For some reason, I had a hard time really sinking into this book. There were scenes that certainly had me swept up, that made me cry, where I could feel what the characters felt. The characters were wonderfully written, and the dialogue was so sarcastic and witty. I loved Alistair and Mary, the way they used humorous banter to keep the darkness at bay. I loved that they had such open and accepting hearts, and that Mary tried so hard to be more than what she believed she came from.

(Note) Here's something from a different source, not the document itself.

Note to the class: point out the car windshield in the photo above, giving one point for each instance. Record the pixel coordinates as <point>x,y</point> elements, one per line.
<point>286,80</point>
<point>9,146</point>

But I often felt detached from parts of the storyline. I’ve read several WWII fiction novels in recent years and in most cases, I felt distraught and destroyed by them, but not this time. Perhaps that was intended. Perhaps that was a result of the playful language, to dispel the despair not just for the characters, but also for the reader. Regardless, I kept feeling as though I should be more distraught. It’s World War II after all. But somehow, I just didn’t.
Laced amongst the witty dialogue and the atrocities of war, there is a second story, or rather, a light shined on the realities of racism during that time period. Not something I’ve seen reflected in any WWII fiction as yet (not that I’ve read it all!), and a subject well worth examination and reflection. The language used, though, I fully realize, is accurate for the time, can be difficult to swallow, and the treatment of blacks even more so. Which is exactly why it’s necessary to write about and read about those realities. It should be uncomfortable. It should make us feel regret and shame. Because it was shameful. And we shouldn’t stop thinking about how it was until things are a lot better than they current are. And maybe not all of us realize that everyone’s experience of the war (of the world) was not (and still isn’t!) the same.
Overall, my feelings are a bit ambivalent at the moment. There were a few scenes that nearly swallowed me whole, I was so wasted by them. I appreciated the limited insight into the experience of blacks in London during World War II. And I did love Alistair and have very endearing feelings for Mary. But, for me, something was just a little bit off. Perhaps a reread in the future is called for.